A growth mindset means embracing challenges and mistakes

Summary

  • Many students shy away from challenging schoolwork and get discouraged quickly when they make mistakes. These students are at a significant disadvantage in school—and in life more generally—because they end up avoiding the most difficult work.
  • Successful entrepreneurs make more mistakes and learn from their mistakes.
  • Making mistakes is one of the most useful ways to learn in math. Our brains develop when we make a mistake and think about the mistake. This brain activity doesn’t happen when people get work correct.
  • To see similar videos about growth mindset in math, sign up for Professor Jo Boaler’s course, How to Learn Math, and check out youcubed.org.

As most teachers are well aware, many students shy away from challenging school work and get discourage quickly when they make mistakes. These students are at a significant disadvantage in school and in life more generally because they end up avoiding the most difficult work, which also tends to be the most productive. Let's hear more about the importance of mistakes from Stanford professor, Jo Boaler.

Professor Jo Boaler, Mathematics Education Expert, Stanford University: So recently a New York Times columnist Peter Sims wrote a really compelling piece about the critical role of mistakes in innovation and design thinking, and he analyzed the differences between more and less successful entrepreneurs, and he found that the successful ones basically make more mistakes, and they learn from those mistakes, and that learning set them on the path to huge success.

But another New York Times columnist and best-selling author of the book, Better by Mistake, Alina Tugend, has written correctly, in my view, that we are raising a generation of children who are terrified of blundering, of failing, of even sitting in the discomfort of not knowing something for a few minutes.

So what we're finding from research is that when students make a mistake, I'm thinking that this is kind of a core mistake, not an error, such as a numerical slip, but when they make a mistake about an idea in math, two sparks happen—first when they make the mistake, and then again when they think about the mistake, and that doesn't happen when people get work correct.
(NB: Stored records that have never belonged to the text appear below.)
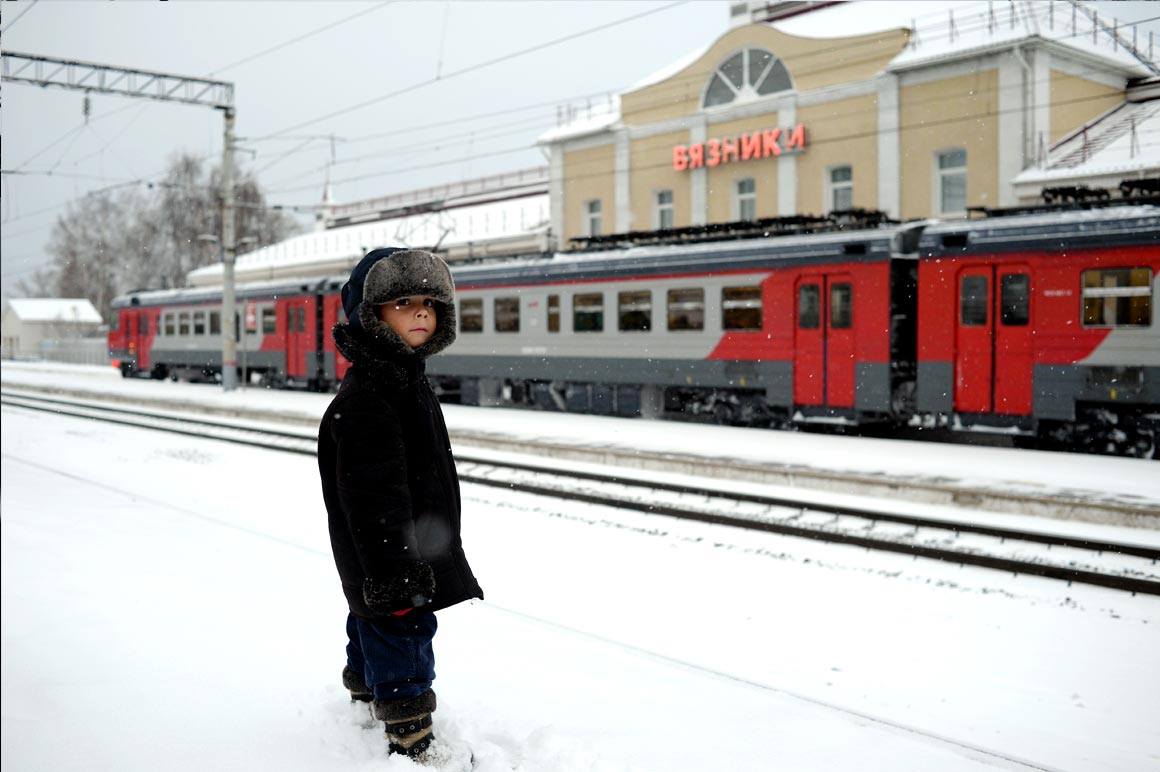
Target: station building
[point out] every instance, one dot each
(790, 113)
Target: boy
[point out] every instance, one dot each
(391, 490)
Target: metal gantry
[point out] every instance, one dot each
(91, 77)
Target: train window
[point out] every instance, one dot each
(553, 313)
(507, 314)
(972, 301)
(841, 305)
(1015, 299)
(809, 306)
(471, 315)
(635, 311)
(687, 308)
(1118, 297)
(588, 312)
(741, 307)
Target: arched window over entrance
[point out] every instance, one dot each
(746, 75)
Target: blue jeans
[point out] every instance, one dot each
(393, 654)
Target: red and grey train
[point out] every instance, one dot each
(1035, 322)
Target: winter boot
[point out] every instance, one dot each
(355, 683)
(408, 723)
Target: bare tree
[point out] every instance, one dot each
(106, 244)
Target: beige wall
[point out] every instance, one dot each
(839, 133)
(1075, 101)
(587, 175)
(812, 63)
(651, 161)
(943, 115)
(722, 180)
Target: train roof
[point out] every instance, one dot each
(1075, 228)
(203, 295)
(870, 245)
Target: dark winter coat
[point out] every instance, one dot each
(389, 480)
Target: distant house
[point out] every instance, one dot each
(29, 321)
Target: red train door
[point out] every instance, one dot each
(1013, 341)
(840, 341)
(973, 341)
(824, 341)
(299, 340)
(809, 341)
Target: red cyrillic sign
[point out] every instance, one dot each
(767, 143)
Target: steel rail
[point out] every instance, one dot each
(1125, 583)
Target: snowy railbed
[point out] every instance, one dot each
(171, 603)
(1129, 482)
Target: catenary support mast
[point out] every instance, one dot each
(166, 87)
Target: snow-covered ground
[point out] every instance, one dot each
(171, 603)
(1126, 481)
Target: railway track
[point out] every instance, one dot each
(1126, 567)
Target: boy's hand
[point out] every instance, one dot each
(411, 585)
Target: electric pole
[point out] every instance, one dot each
(144, 84)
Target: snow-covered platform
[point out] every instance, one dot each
(171, 603)
(1124, 492)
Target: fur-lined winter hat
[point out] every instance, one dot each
(392, 272)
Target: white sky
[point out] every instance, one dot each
(391, 46)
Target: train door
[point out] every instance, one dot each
(299, 336)
(809, 342)
(993, 357)
(1013, 341)
(840, 341)
(974, 341)
(824, 341)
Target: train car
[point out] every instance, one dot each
(1041, 323)
(178, 333)
(806, 327)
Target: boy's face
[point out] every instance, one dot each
(412, 318)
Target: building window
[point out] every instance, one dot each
(841, 306)
(746, 74)
(507, 314)
(588, 312)
(1015, 299)
(664, 217)
(687, 308)
(592, 212)
(635, 310)
(746, 199)
(952, 182)
(741, 307)
(972, 301)
(841, 188)
(553, 313)
(471, 315)
(1118, 297)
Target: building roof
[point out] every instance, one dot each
(1123, 143)
(55, 310)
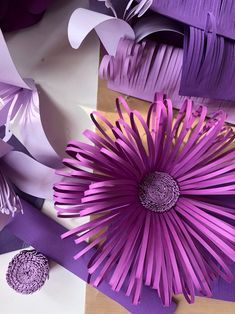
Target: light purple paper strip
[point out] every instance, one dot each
(208, 65)
(195, 13)
(21, 108)
(141, 69)
(43, 234)
(83, 21)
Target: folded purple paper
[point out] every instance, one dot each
(44, 235)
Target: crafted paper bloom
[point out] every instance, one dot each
(27, 272)
(156, 185)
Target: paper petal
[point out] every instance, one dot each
(5, 148)
(195, 13)
(109, 29)
(44, 234)
(20, 99)
(29, 175)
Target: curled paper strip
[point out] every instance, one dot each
(43, 234)
(21, 108)
(154, 184)
(83, 21)
(19, 14)
(27, 272)
(208, 65)
(141, 69)
(195, 13)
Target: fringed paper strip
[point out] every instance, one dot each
(154, 184)
(27, 272)
(208, 65)
(195, 13)
(141, 69)
(44, 234)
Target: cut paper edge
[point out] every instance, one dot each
(153, 24)
(83, 21)
(20, 96)
(29, 175)
(142, 69)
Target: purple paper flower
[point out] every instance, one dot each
(27, 272)
(159, 185)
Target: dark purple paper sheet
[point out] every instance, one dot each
(44, 234)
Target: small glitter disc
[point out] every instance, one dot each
(158, 192)
(27, 271)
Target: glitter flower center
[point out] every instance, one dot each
(158, 192)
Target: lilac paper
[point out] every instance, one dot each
(15, 14)
(82, 21)
(21, 109)
(195, 13)
(141, 69)
(208, 65)
(44, 235)
(8, 242)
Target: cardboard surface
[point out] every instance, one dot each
(98, 303)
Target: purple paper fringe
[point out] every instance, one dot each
(27, 272)
(139, 70)
(154, 184)
(195, 13)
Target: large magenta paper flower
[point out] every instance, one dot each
(162, 186)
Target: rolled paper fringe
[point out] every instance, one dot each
(142, 69)
(153, 182)
(195, 13)
(44, 234)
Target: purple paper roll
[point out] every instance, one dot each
(44, 234)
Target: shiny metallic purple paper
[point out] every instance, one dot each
(27, 272)
(44, 234)
(153, 182)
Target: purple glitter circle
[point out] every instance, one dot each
(27, 271)
(158, 192)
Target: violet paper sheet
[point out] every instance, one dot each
(44, 235)
(8, 241)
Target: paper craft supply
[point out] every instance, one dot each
(154, 184)
(83, 21)
(8, 242)
(208, 65)
(21, 109)
(27, 272)
(141, 69)
(195, 13)
(19, 14)
(43, 234)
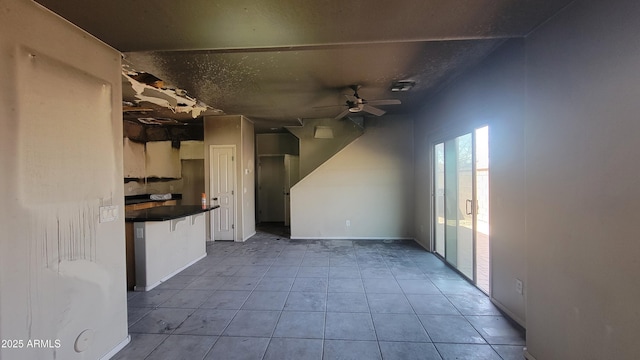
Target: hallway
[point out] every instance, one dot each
(276, 298)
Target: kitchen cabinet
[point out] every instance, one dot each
(162, 160)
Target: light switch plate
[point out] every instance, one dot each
(108, 213)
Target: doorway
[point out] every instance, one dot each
(461, 204)
(276, 175)
(222, 188)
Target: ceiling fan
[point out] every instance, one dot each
(356, 104)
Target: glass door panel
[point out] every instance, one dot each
(464, 209)
(482, 206)
(439, 199)
(461, 204)
(451, 201)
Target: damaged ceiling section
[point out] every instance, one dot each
(156, 111)
(279, 61)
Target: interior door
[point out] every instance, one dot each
(291, 177)
(271, 177)
(222, 187)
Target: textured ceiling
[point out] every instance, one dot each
(277, 61)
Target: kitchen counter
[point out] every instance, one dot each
(144, 198)
(164, 213)
(162, 241)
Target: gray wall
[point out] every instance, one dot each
(582, 196)
(492, 94)
(62, 273)
(563, 117)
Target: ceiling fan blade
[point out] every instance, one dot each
(327, 106)
(384, 102)
(371, 110)
(351, 98)
(342, 114)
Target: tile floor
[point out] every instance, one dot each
(275, 298)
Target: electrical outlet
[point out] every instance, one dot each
(519, 289)
(108, 213)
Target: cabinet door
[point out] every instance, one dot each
(134, 159)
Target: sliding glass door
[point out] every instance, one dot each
(456, 203)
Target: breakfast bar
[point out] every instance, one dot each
(166, 240)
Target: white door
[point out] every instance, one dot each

So this was stunning to me, and the reason is, it turns out that making mistakes is the most useful thing to be doing, the very most useful thing in math, but students often feel really bad, crushed even, if they make a mistake in math. They think it means that they're not a math person, but it turns out it's really the most useful thing they can be doing.

Source:
Moser, J. S., Schroder, H. S., Heeter, C., Moran, T. P., & Lee, Y. H. (2011). Mind your errors: Evidence for a neural mechanism linking growth mind-set to adaptive posterror adjustments. Psychological Science, 22, 1484-1489.